Yaklaşık olarak 2 saattir okulun kütüphanesindeydik ama o ya acıktığını bahane edip kafeteryaya gidiyor ya da telefonuyla ilgileniyordu. Bense kendi ders notlarımı halletmiş, Feza'yı aldığımız notlarla çalışmaya zorluyordum.
"Yemek yemeye mi gitsek Asu?"
"Daha bir saat önce iki tane bütün tost yedin. Ne yemeği ya?"
"Ders çalışmak acıktırdı kızım."
"Senin ders çalışmaktan kastın notlara öylesine göz gezdirmek. Bizim yüzümüzden insanlar da rahatsız oldu.

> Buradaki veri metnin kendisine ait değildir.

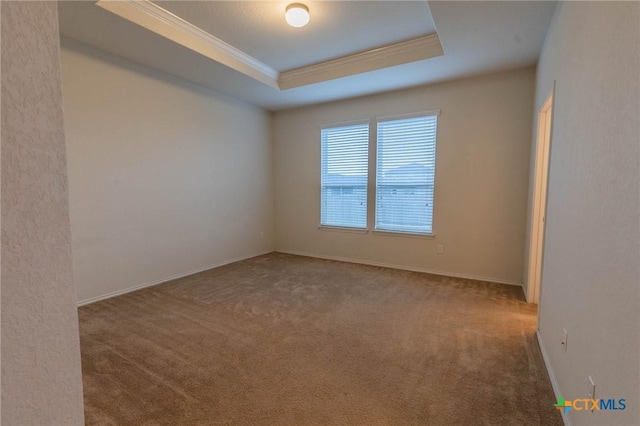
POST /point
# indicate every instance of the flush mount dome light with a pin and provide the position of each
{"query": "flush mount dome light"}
(297, 15)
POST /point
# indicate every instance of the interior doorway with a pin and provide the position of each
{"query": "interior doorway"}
(543, 145)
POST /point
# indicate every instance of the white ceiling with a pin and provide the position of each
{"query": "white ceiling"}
(336, 28)
(477, 37)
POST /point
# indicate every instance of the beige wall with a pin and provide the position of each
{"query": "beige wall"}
(591, 273)
(482, 169)
(41, 376)
(165, 177)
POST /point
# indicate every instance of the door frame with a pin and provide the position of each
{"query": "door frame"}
(539, 206)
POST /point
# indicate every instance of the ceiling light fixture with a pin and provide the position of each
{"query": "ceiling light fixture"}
(297, 15)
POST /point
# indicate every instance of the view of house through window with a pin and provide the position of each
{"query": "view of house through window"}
(404, 177)
(343, 180)
(405, 169)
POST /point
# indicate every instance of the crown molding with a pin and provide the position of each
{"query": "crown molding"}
(416, 49)
(162, 22)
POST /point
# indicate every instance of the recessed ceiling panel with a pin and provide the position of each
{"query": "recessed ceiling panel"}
(336, 29)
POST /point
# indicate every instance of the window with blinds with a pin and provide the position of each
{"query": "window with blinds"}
(405, 173)
(343, 180)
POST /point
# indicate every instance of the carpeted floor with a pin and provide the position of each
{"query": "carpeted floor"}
(290, 340)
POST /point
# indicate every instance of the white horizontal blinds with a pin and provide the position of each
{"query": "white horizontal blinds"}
(405, 174)
(344, 176)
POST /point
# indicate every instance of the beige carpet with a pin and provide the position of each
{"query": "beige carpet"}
(290, 340)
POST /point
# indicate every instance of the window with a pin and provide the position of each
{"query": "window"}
(343, 179)
(405, 174)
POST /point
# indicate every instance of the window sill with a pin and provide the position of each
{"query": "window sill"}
(343, 229)
(404, 234)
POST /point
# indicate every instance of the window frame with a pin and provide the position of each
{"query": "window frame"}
(343, 228)
(372, 177)
(393, 232)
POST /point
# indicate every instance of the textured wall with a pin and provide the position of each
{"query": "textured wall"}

Kendin çalışmıyorsun madem niye milletin çalışmasına da engel oluyorsun?"
Benim söylenmelerime karşılık bir şey söylemeden eline telefonunu aldığında oflayıp elinden çekip aldım telefonu. Ardından "O notları okumadıktan sonra telefon bakmak yasak sana!" dedim itiraz istemeyen bir sesle.

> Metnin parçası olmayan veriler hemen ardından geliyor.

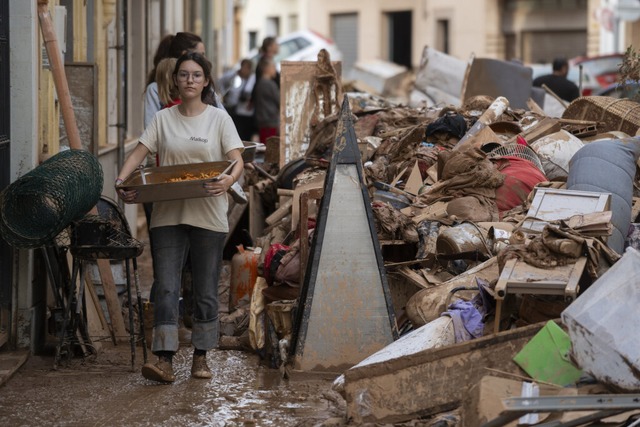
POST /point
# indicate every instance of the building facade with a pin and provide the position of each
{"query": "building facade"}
(397, 30)
(108, 48)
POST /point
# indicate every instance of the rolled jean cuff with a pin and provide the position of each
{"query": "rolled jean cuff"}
(165, 338)
(204, 335)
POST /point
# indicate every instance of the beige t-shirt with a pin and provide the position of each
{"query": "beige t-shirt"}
(180, 140)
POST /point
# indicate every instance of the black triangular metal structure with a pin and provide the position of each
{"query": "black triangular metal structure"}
(346, 312)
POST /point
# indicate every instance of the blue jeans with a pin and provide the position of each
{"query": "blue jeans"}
(171, 244)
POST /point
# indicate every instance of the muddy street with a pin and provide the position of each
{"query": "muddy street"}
(104, 392)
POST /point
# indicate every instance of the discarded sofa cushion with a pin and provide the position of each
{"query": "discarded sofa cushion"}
(608, 167)
(520, 177)
(555, 152)
(452, 124)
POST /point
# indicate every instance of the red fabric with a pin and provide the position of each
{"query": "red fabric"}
(273, 249)
(520, 177)
(267, 133)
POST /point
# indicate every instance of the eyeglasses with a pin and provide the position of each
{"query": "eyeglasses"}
(197, 76)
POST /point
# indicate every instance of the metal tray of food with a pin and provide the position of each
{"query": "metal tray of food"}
(249, 153)
(155, 185)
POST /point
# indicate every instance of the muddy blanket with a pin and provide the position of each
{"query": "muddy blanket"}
(468, 183)
(558, 246)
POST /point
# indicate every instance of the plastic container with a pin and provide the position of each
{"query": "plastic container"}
(244, 272)
(462, 239)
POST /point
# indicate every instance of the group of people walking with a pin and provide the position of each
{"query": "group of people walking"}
(186, 122)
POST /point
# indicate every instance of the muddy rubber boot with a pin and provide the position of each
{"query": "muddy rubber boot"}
(161, 371)
(199, 368)
(148, 323)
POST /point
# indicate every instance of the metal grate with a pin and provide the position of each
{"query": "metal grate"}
(517, 150)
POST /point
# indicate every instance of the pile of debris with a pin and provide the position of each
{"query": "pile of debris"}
(489, 219)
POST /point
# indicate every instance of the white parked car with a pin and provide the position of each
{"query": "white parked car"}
(298, 46)
(302, 46)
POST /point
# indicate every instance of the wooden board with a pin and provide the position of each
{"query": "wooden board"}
(431, 381)
(297, 106)
(83, 97)
(111, 298)
(347, 313)
(256, 214)
(550, 204)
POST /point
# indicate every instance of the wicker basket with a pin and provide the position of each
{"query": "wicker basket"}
(612, 114)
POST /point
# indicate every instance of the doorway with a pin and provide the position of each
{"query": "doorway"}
(400, 37)
(6, 254)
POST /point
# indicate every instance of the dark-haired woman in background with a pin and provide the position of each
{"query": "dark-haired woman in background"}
(192, 132)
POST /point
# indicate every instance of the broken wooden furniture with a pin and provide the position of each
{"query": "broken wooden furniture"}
(106, 236)
(551, 205)
(306, 92)
(518, 277)
(346, 312)
(393, 389)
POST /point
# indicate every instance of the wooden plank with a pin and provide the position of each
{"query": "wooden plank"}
(97, 324)
(535, 108)
(414, 277)
(280, 213)
(430, 381)
(83, 97)
(236, 210)
(111, 297)
(298, 106)
(545, 126)
(256, 214)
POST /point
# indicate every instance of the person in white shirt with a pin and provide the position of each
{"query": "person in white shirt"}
(192, 132)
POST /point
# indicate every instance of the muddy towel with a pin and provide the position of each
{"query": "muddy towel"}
(558, 246)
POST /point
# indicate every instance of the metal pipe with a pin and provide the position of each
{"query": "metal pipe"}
(580, 71)
(123, 74)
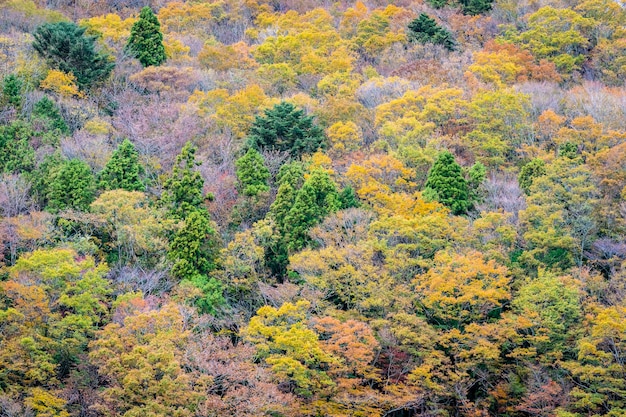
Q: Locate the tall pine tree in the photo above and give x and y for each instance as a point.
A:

Onun kendi kendisine küfür mırıldandığını işittim fakat duymazlıktan geldim. Önündeki not kağıtlarını alıp onun karıştırdığı sayfaları düzelttim ve önüne bıraktım.
"Şu konulara çalışman için ne yapmam gerekiyor? Söyle, ne istersen onu yapacağım. Yeter ki çalış artık!"
Kafasını yasladığı sıradan kaldırdığında bir notlara bir bana baktı. Ardından "Ne istersem?" diye sorgular bir ifadeyle sordu. Ben de anında cevap vermiştim ona.
"Ne anladıysan o işte."
Yüzünde keyifli bir gülümseme oluştuğunda "Benim istediğim bir şey var ama... onun için erken yani," dedi. Kaşlarım çatılırken umursamaz gibi gözükmeye çalıştım ve "Neden erken?" diye karşılık verdim merakıma yenik düşerek.
"Önce mezun olmam lazım."
Gerginlikle dudağımı dişledim. Onun ısrarla bakışlarını üzerimden çekmemesine karşılık ben göz göze gelmemek amacıyla önümdeki kalemlerle oynuyordum.
"Mezun olman için de şu konuları öğrenmen gerekiyor."
"Orası öyle."
"Benden istediğin şey... eğer kabul edersem çalışacak mısın?"
"Kabul etmene gerek yok. Senin de istediğin bir şey zaten."
Kaşlarım bu sefer de şaşkınlıkla aralandı. Ne demeye çalışıyordu, ne ima ediyordu bilmiyordum ama aklıma gelen şeyler hiç de masum değildi.
"Neymiş o benim de istediğim şey? Üstü kapalı konuşmasana!"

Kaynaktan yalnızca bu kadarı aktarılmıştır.